The source of Presidential hate

For more than two decades, some Americans have vilified their presidents.  

The visceral level of hatred is unsettling to me.

Americans protesting Presidential visit

George H.W. Bush was strongly disliked by the Left, but the disdain was expressed as ridicule rather than poison, portraying him as a man hopelessly out of touch.

The hate started, in my memory, with Bill Clinton, who was disdained by the Right as a frat boy and unworthy successor to Bush, who was a war hero, ambassador and CIA chief. 

How much did Republicans hate Bubba? They impeached him over a blow job. (Impeachment was the process that failed to remove him from office. It actually made him stronger, which is why House Speaker Nancy Pelosi is hitting the brakes, fearing impeachment would energize President Trump’s base.)

Clinton was followed by George W. Bush, whom the Left regarded as a simpleton, a spitting, cowboy boot-wearing faux president given the Oval Office by the Supreme Court.

Like Clinton, W was re-elected, which drove most Democrats batty. The hate was palpable. 

Next up, our first African-American president whose birth legitimacy was challenged by the man who was to become, unbelievably, his successor. Barack Obama was painted as a Marxist by Republicans, even after Obama rescued Wall Street after its own excesses nearly killed the economy.

There were probably places in America where Obama would not have been welcome — his State of the Union speech was interrupted by GOP congressman Joe Wilson shouting, “You lie.” 

Are you saying he did lie? 

Even if he did, Wilson’s disrespect was unacceptable. He was reprimanded by the House and he apologized to Obama.

Wilson was called a “racist,” with some Dems  saying, without proof, he never would have done that to a white president. 
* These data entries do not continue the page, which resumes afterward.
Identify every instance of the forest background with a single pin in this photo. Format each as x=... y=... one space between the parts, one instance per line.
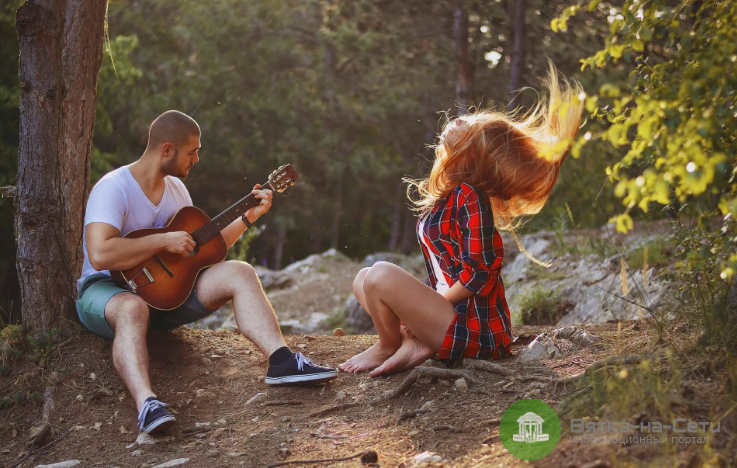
x=354 y=93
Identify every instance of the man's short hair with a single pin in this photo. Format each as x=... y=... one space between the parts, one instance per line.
x=172 y=127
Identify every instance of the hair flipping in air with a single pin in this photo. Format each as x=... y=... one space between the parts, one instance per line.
x=514 y=160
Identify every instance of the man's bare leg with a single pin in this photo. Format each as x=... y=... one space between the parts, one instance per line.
x=393 y=295
x=237 y=281
x=128 y=316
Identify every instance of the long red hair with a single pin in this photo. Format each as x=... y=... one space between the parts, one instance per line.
x=514 y=160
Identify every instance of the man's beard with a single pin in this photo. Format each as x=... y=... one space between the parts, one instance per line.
x=171 y=167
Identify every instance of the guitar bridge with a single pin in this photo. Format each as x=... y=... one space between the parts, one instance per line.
x=132 y=282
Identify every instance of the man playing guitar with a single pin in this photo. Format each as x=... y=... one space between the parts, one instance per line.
x=147 y=194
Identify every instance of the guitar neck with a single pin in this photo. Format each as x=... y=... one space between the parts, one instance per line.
x=221 y=221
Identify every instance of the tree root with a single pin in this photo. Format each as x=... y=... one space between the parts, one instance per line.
x=486 y=366
x=368 y=456
x=331 y=409
x=419 y=372
x=41 y=432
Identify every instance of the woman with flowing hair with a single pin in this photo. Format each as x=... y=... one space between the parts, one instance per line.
x=490 y=169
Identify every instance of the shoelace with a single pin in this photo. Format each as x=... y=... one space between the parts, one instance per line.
x=301 y=361
x=148 y=406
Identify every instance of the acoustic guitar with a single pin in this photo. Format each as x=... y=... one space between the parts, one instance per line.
x=165 y=280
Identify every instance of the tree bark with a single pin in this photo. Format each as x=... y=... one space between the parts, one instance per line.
x=281 y=240
x=397 y=217
x=518 y=59
x=60 y=59
x=337 y=210
x=464 y=82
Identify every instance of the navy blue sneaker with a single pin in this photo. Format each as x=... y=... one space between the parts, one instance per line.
x=299 y=369
x=154 y=417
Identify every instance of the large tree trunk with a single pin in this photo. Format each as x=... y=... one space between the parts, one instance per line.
x=337 y=210
x=464 y=82
x=60 y=58
x=518 y=57
x=397 y=217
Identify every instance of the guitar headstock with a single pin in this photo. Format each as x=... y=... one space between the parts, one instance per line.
x=282 y=178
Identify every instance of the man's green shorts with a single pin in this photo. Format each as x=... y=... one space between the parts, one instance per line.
x=96 y=290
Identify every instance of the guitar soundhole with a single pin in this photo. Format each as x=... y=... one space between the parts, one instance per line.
x=196 y=249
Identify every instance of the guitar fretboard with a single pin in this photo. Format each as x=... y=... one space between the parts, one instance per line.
x=221 y=221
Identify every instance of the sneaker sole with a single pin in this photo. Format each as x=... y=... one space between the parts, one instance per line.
x=160 y=425
x=309 y=378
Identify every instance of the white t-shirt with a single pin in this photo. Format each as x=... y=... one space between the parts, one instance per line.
x=119 y=201
x=441 y=285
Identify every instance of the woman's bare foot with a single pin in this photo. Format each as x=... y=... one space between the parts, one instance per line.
x=372 y=357
x=411 y=354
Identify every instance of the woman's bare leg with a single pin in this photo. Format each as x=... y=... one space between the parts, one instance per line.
x=389 y=338
x=393 y=295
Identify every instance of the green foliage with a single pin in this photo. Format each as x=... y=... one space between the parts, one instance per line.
x=655 y=252
x=11 y=342
x=674 y=122
x=239 y=250
x=543 y=307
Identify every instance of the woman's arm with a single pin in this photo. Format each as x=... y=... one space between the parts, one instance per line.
x=457 y=293
x=479 y=257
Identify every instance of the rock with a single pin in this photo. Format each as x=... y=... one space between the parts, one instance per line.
x=542 y=347
x=175 y=462
x=145 y=439
x=257 y=398
x=357 y=318
x=425 y=457
x=428 y=404
x=575 y=335
x=462 y=385
x=64 y=464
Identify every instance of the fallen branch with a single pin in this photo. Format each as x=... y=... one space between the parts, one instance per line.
x=331 y=409
x=195 y=430
x=492 y=422
x=34 y=452
x=282 y=403
x=419 y=372
x=627 y=360
x=368 y=456
x=411 y=414
x=41 y=432
x=447 y=428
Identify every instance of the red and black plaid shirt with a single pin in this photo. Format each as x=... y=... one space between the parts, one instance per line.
x=461 y=232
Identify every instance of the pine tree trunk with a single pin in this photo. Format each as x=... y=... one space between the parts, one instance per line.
x=60 y=59
x=464 y=82
x=518 y=58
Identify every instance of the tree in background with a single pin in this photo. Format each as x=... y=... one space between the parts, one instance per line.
x=60 y=57
x=674 y=122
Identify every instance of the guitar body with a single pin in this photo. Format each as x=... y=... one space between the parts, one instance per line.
x=166 y=280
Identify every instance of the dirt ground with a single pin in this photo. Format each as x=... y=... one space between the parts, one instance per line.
x=208 y=377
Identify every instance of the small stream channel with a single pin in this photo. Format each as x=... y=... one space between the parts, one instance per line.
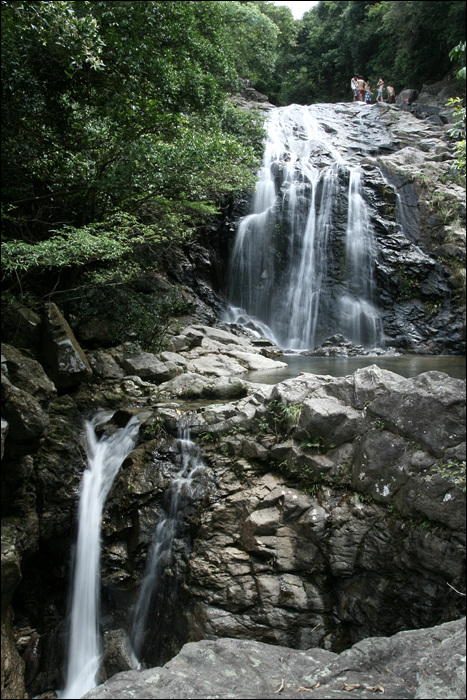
x=405 y=365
Because I regard “racist” to be among the worst things anyone can be saddled with, I would apply it only with the strongest of evidence. I don’t believe the evidence was there in Wilson’s case,  and I even question it in Trump’s case.

So I find Joe Biden saying Trump has “fanned the flames” to be more acceptable than Beto O’Rourke’s charge that Trump is a “racist.” He may be, but I am unsure and until I am sure, I will avoid it.

I can’t deny that Trump has invited such attacks by his careless language and aversion to facts. 

When he started out by characterizing most illegals from Mexico as rapists and murderers, that was insanely stupid, but not “racist.” Mexicans are not a race, nor are the other “invaders” from Latin America. 

I know many don’t like the term invader, but it means to enter forcefully without invitation and that’s what millions from Latin America have been doing for decades. How else did we get some 11 million undocumented among us?

Trump’s big problem — something he shares with liberals — is a failure to distinguish between people coming to America legally and those arriving illegally. (I am setting aside the issue of those seeking refugee status, which is a relatively new development.) 

One of the major planks Trump ran on was shutting down illegal immigration. He could not get Mexico to pay for the wall, but has received some cooperation lately from our neighbor to the South.

When Trump arrived in Dayton today, he wisely avoided public settings. Mayor Nan Whaley courteously met with him, but also gave him a piece of her mind. Same with El Paso Mayor Dee Margo, as hundreds, if not thousands, of American citizens peacefully protested against their president.

Earlier in the year Trump said El Paso has a high crime rate when the opposite is true and characterized illegals as murderers. Because he is a sloppy speaker, some thought he was calling El Pasoans murderers. 

It’s doubtful our hypersensitive, combative president will change his tune, but maybe — in the words of an earlier vilified president, Richard M. Nixon — he will lower his voice.

Or perhaps, like Nixon, leave the White House in shame.